Poignant for readers of all ages, her teachings on the bardos—a Tibetan term referring to a state of transition, including what happens between this life and the next—reveal their power and relevance at each moment of our lives. She also offers practical methods for transforming life’s most challenging emotions about change and uncertainty into a path of awakening and love. As she teaches, the more freedom we can find in our hearts and minds as we live this life, the more fearlessly we’ll be able to confront death and what lies beyond. In all, Pema provides readers with a master course in living life fully and compassionately in the shadow of death and change.
My Notes (EWR)
Her writing seems to reflect a lifetime of dedication to her practice. What comes through is that she took and takes her practice very seriously and wants to share what she has learned with others. There's a certain kind of earnest compassion that comes through. Wholesome is another word that comes to mind.

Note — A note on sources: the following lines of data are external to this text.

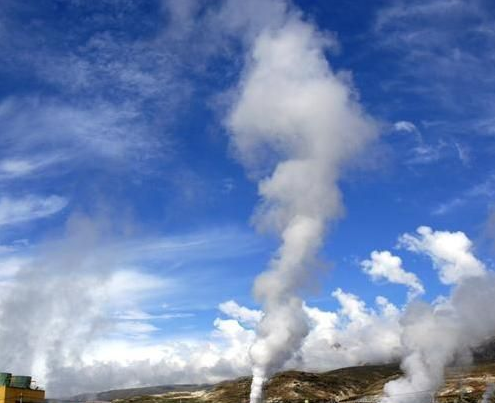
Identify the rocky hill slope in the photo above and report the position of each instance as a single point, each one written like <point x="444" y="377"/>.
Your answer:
<point x="340" y="385"/>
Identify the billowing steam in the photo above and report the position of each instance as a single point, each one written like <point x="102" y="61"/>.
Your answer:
<point x="434" y="336"/>
<point x="489" y="393"/>
<point x="300" y="122"/>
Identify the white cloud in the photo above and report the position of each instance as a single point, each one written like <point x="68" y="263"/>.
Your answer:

As I read the descriptions of the various Bárdos I found myself thinking once again of the similarities between Buddhism and Catholicism. In Catholicism it was heaven, hell, purgatory and limbo. In both cases the lessons are how you live your life now will determine what happens in the afterlife.
I was appreciative of the fact that she tackles head on the issue of reincarnation, which is mostly ignored in the Buddhist literature that I am familiar with. It's a challenging concept, full of contradictions, suppositions, what looks like some very active imaginations. She suggests a way to deal with it is to suspend judgment and open yourself up to whatever lessons you might derive. That was a good advice because it allowed me to suspend my skepticism long enough to read through the descriptions, despite the fact that they seem bizarre and otherworldly.
I have a hard time with lists: 4 of this, 5 of that, and I tend to skim over those descriptions without much consideration. Some of that may be that I already have a map in my head of how to categorize my life experiences, and it resists revision and learning a new system.
I was trouble by the amount of attention she spends on Chogyam Trumpga. Perhaps elsewhere in other books she deals with his less wholesome habits, alcohol and womanizing. But it raises for me a core issue: what do you do when you find out the people that you seek to admire and learn from have significant flaws. Call it the Woody Allen syndrome, there's a part of me that never feels quite the same about people after I'm exposed to their shadow side.
A couple of passages I’d like to discuss further:
“Ignorance” as a destructive emotion is a little harder to understand. It’s a dull, indifferent state of mind that actually contains a deep level of pain. It can express itself as being out of touch, being mentally lethargic, not caring what we’re feeling or what others are going through. When this state of mind dominates us, it can turn into depression.”
“The five buddhas and all the other brilliant appearances are not the product of our usual confused, dualistic mind. They come from our true nature, which is ineffable, unprejudiced, and nondual.”